They call it fava, but it’s not the bean we usually associate with that name. Originally, broad beans were used in this dish, but quickly it changed to a type of yellow shelled lentil that is much smaller and flavorful than its American counterpart, the yellow split pea, no doubt due in part to the dry, volcanic Santorini soil it grows in. The lentil is smaller and the art of turning this simple gem into a sublime porridge is worth learning.
As common in Santorini as pasta is in Italy, grains of fava have been found in archaeological sites in the ancient city of Akrotiri (on the southern side of Santorini) dating as far back as 3500 years ago. Every taverna on the island offers their own version of fava, and though the differences are subtle, they can be significant.
Most recipes start with the dried lentils, which are washed thoroughly. They are added to a pot of fresh water and then boiled until the water reduces and the lentils slowly absorb the liquid and soften into a porridge. Often chopped onion is added to the pot of water in the very beginning, so that it completely dissolves and flavors the fava. Some recipes call for a subtle mixture of local dried herbs, similar to oregano and thyme, to be wrapped in cheesecloth and added to the pot to infuse flavor.
Like making a great Italian tomato sauce, cooking fava is a labor of love. It requires low heat and constant stirring to make it perfectly smooth. Often it is pureed in a blender at the end.
When the fava is ready to serve, the toppings can vary. Thin slices of red onion and a liberal drizzle of Greek olive oil are common. Sometimes it’s topped with locally harvested and brined caper berries or caper berry leaves, or a few kalamata olives.
On our last trip to Santorini, our most memorable fava dish was a simple, rustic version with onion, capers, olive oil and a side of lemon at Dimitris in Amoudi, and a light-as-a-cloud creamy fava topped with caper berry leaves and olive oil at Roka in Oia.
Finding real Santorini fava can be difficult and expensive on line, but it is possible. You can easily find dried yellow split peas in local US supermarkets, but it’s not quite the same.
We bring loads of Santorini fava home with us, making our already-heavy luggage even heavier. But it’s worth it to be able to enjoy this Greek comfort food at home.
Whether you use the real fava from Santorini, or yellow split peas, you’ll find it’s a great side dish to replace the usual potatoes or rice. My personal touch–no surprise here–bacon!
1/2 cup olive oil
4 strips bacon, finely chopped
1/2 onion, finely chopped
4 cups water
2 cups chicken stock (I use homemade)
2 cups fava or yellow split peas, rinsed in a colander
salt and pepper
In a large saucepan over medium heat, heat the olive oil and the bacon until the fat renders and the bacon is crispy. Add the onions and cook until they’re translucent. Add the water, the chicken stock and the fava. Stir well. Season with salt and pepper.

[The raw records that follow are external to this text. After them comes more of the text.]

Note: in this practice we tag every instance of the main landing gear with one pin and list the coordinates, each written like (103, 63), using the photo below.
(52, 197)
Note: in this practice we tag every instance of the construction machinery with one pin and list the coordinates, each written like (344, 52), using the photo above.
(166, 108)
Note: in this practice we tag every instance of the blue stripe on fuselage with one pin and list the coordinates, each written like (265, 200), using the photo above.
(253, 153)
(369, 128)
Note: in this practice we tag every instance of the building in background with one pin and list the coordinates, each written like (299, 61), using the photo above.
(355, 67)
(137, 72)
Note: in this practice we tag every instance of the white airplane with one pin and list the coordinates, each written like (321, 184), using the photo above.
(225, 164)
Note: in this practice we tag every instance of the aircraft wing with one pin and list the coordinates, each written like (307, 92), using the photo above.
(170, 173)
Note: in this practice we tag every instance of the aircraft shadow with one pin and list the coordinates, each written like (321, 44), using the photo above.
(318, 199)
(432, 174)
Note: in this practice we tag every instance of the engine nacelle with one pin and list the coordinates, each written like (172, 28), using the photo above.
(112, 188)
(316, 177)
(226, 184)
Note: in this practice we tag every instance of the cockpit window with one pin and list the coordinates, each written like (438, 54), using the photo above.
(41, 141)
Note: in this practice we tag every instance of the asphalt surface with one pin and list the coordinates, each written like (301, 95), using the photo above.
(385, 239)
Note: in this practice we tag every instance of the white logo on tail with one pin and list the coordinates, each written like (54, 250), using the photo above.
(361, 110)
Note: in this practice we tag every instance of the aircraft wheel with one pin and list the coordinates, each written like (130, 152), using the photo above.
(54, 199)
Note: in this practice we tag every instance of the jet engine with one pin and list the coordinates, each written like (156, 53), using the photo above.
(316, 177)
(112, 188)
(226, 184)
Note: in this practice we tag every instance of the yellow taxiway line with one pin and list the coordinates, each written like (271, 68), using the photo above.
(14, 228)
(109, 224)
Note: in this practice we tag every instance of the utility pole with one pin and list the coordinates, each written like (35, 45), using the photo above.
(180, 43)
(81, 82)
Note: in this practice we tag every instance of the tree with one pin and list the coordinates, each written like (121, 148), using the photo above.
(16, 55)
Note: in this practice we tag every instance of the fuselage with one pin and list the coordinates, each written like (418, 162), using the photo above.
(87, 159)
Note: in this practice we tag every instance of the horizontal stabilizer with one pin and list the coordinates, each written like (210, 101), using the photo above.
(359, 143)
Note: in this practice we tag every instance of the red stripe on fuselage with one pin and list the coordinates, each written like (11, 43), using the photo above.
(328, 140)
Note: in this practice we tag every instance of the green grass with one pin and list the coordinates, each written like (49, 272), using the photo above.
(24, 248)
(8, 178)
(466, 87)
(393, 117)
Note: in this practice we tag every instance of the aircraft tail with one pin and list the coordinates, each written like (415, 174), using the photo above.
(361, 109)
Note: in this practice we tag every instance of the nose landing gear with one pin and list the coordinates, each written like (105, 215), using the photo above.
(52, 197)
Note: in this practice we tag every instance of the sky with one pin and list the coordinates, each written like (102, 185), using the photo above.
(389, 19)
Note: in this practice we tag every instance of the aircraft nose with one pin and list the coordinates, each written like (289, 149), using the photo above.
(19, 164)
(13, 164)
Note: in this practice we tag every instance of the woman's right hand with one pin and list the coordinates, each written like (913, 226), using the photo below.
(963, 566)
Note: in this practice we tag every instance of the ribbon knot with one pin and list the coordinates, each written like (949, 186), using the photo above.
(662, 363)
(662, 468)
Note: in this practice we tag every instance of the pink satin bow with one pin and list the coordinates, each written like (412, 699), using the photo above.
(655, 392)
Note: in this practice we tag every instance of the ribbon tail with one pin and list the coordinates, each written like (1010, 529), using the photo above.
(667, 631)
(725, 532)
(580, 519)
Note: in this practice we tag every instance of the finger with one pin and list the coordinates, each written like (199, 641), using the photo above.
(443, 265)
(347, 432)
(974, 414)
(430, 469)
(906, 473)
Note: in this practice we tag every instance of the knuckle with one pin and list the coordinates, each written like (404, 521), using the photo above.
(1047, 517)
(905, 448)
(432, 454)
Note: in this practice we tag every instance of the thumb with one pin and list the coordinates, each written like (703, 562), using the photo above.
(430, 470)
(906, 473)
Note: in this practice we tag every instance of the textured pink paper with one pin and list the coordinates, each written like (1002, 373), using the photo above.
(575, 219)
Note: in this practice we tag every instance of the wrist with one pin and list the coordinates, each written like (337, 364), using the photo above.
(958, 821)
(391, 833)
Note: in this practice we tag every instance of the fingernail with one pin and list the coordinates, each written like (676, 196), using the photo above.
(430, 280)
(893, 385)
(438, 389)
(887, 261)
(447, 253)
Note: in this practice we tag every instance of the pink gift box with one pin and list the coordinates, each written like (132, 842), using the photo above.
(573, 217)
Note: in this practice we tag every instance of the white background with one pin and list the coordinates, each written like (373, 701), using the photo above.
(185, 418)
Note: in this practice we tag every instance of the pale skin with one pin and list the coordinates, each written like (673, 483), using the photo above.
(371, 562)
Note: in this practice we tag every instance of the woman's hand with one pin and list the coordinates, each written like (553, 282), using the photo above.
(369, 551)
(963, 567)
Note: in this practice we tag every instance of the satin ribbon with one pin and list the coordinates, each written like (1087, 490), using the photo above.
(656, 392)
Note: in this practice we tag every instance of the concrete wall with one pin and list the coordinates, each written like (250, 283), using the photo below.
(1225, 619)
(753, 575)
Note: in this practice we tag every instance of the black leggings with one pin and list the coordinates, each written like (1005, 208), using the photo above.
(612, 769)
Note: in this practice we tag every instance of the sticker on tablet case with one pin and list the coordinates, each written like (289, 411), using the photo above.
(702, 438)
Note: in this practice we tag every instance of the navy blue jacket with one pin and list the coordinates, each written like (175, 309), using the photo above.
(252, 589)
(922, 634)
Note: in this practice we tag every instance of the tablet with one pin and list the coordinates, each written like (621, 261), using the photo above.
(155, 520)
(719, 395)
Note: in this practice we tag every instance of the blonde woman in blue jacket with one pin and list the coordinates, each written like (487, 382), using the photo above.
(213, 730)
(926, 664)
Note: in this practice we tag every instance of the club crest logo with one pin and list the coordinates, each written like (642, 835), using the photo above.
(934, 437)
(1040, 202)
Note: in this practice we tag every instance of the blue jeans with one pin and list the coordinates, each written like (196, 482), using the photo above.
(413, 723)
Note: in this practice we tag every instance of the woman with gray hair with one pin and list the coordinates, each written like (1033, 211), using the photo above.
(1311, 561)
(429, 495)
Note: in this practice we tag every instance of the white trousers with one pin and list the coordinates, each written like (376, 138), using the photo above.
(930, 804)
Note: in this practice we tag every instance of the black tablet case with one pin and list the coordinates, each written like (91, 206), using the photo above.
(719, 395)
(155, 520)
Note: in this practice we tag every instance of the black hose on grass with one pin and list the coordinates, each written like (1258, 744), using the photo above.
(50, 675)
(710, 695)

Bring the pot to a boil, then reduce to medium. Using a large spoon, scoop off any foam that appears.
Stir often, and cook until the fava absorbs the liquid and becomes a creamy porridge. Lower the heat as you cook to prevent burning. You may need to add water while cooking if you see that it’s getting too dry.
The fava will be done when it’s creamy and smooth. (Optional: zap it in a blender to make it really creamy.) Serve with finely chopped onions, a sprinkling of capers, and a drizzle of good quality olive oil.